Specific ActivitySim Use Cases That Benefit

  1. Large synthetic populations (millions of agents) → parallel group-bys for person/household aggregations.
  2. Destination choice models → repeated joins across households/persons and zonal data, faster joins = faster simulation.
  3. Skimming & accessibility → heavy matrix operations and aggregations scale better with columnar, parallel execution.
  4. Choice model pipelines → lazy evaluation could eliminate unnecessary recalculations of derived variables.
  5. Diagnostics → fast descriptive stats and summaries over huge datasets without downsampling.

Downsides


Ecosystem & Compatibility Risks

  • Smaller ecosystem vs Pandas: Pandas is the de facto standard in Python data science. Many libraries (e.g., statsmodels, scikit-learn, PyMC, matplotlib) expect Pandas DataFrames.

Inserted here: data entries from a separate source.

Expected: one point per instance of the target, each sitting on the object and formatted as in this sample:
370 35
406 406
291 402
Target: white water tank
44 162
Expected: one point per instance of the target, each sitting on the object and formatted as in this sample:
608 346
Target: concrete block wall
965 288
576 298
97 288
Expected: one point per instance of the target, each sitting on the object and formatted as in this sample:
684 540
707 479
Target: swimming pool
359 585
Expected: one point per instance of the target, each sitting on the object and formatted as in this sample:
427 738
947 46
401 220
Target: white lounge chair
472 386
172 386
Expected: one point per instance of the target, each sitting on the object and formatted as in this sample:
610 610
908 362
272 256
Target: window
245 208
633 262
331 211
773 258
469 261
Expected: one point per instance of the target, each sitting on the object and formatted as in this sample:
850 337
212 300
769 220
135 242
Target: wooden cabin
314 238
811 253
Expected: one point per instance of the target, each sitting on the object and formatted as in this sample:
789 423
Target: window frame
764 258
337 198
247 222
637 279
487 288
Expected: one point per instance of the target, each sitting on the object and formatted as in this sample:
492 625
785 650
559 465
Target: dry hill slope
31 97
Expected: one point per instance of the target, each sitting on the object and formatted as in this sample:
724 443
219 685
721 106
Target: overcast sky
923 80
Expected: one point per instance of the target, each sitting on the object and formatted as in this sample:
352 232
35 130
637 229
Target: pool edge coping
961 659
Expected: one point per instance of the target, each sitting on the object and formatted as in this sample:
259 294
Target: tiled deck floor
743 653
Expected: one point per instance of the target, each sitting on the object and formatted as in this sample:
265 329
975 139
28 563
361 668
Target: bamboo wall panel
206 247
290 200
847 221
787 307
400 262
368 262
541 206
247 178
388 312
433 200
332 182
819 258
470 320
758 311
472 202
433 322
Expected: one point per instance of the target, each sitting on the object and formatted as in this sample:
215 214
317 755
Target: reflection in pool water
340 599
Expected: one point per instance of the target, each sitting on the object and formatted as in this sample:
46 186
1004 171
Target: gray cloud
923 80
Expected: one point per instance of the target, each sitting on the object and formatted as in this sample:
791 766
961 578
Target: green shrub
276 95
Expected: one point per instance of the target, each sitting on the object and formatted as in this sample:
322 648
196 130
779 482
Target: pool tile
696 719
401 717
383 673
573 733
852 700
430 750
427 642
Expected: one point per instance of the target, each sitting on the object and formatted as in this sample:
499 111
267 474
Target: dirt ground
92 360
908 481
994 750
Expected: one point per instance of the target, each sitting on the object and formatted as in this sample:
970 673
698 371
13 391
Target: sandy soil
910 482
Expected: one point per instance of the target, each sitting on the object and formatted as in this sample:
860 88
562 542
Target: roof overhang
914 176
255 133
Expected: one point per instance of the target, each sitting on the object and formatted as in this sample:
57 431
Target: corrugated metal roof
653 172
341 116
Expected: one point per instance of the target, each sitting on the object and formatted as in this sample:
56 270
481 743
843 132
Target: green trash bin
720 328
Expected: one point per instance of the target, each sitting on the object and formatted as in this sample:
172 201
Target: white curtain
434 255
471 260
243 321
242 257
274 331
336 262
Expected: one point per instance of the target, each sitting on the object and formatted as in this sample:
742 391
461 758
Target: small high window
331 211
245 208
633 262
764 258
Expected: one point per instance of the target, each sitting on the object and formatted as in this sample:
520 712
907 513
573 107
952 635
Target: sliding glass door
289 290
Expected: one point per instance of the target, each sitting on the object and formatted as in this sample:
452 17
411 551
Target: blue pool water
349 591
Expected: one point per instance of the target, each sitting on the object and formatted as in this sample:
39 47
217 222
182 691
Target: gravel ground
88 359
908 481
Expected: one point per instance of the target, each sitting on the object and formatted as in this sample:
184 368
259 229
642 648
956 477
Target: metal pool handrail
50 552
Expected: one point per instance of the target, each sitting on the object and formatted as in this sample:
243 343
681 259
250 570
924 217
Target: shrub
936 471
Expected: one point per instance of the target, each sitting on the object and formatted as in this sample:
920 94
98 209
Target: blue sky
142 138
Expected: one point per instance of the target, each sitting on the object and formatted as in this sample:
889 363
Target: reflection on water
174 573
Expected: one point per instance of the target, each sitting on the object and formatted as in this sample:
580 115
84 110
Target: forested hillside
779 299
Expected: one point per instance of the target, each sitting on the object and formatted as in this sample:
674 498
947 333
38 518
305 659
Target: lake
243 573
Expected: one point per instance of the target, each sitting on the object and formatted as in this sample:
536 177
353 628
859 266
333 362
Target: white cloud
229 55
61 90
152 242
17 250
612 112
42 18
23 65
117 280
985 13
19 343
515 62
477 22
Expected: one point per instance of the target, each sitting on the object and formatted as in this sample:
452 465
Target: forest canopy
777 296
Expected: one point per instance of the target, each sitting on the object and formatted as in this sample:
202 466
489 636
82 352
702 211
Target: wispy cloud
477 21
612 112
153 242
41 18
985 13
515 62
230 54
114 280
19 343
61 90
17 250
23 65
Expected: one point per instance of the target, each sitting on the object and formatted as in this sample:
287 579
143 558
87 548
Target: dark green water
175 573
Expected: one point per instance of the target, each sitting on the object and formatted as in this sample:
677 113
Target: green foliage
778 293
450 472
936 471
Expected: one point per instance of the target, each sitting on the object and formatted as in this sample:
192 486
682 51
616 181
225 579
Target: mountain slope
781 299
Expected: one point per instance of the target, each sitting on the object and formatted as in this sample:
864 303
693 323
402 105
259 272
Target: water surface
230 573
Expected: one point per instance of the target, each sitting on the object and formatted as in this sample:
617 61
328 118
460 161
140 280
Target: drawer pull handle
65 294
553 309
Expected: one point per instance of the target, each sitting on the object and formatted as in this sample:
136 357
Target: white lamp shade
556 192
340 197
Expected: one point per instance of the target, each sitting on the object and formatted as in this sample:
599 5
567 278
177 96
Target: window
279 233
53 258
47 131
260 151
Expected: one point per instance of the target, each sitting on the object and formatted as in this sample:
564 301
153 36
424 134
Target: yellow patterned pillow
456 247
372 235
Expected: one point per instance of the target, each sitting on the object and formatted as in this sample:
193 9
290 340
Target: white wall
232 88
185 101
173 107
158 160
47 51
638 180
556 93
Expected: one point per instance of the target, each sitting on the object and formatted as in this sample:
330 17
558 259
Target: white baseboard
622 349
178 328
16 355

    • ActivitySim relies on some of these for estimation/calibration and diagnostics, so you may need frequent .to_pandas() conversions — which could eat into performance gains.
  • Less community maturity: Pandas has decades of community usage, bug fixes, and user expertise. Polars is newer and evolving quickly, which means less stability and fewer online examples/tutorials.


API & Feature Gaps

  • Not 1:1 Pandas replacement: Polars deliberately doesn’t implement every Pandas feature. Common Pandas idioms in ActivitySim (e.g., hierarchical indexing, inplace mutation, complex apply calls with Python lambdas) may not translate directly.
  • Less flexible for arbitrary Python functions: Pandas allows you to shove in arbitrary Python code via .apply() or .transform(). Polars prefers vectorized or expression-based operations. While better for performance, this may require refactoring many ActivitySim expressions into Polars’ style.
  • Sparse or specialized data handling: If ActivitySim uses sparse matrices for skims or certain choice models, Polars doesn’t have strong built-in sparse support (though Arrow may help indirectly).

Performance Tradeoffs

  • Overhead for small dataframes: Polars really shines with large tables (millions of rows). For smaller model components (e.g., sample-of-alternatives, calibration routines), Polars may be slower than Pandas due to setup overhead.
  • Conversions back to Pandas: If parts of the workflow need Pandas (e.g., for estimation or visualization), constant conversion between Polars ↔ Pandas can neutralize performance benefits.

Developer & User Adoption

  • Learning curve: ActivitySim developers and users are very familiar with Pandas. Polars’ more functional, SQL-like API might be less intuitive, especially for non-programmer modelers who occasionally read or modify the pipeline code.
  • Breaking changes to APIs: If ActivitySim’s public-facing API currently exposes Pandas DataFrames (for inputs/outputs/inspection), moving to Polars may break user scripts or extensions. Supporting both might double maintenance effort.
  • Fewer debugging/inspection tools: Many debugging workflows in Python are Pandas-centric (Jupyter DataFrame display, Pandas-profiling, etc.). Polars integration is improving but not as seamless.

Strategic Risks

  • Lock-in to a newer library: Polars is growing fast, but still younger. A major shift in development direction could pose long-term maintenance risks for ActivitySim.
  • Consortium/user readiness: Because ActivitySim is consortium-driven, agencies and MPOs may be conservative about adopting workflows that diverge from the “standard” Pandas-based Python data science stack.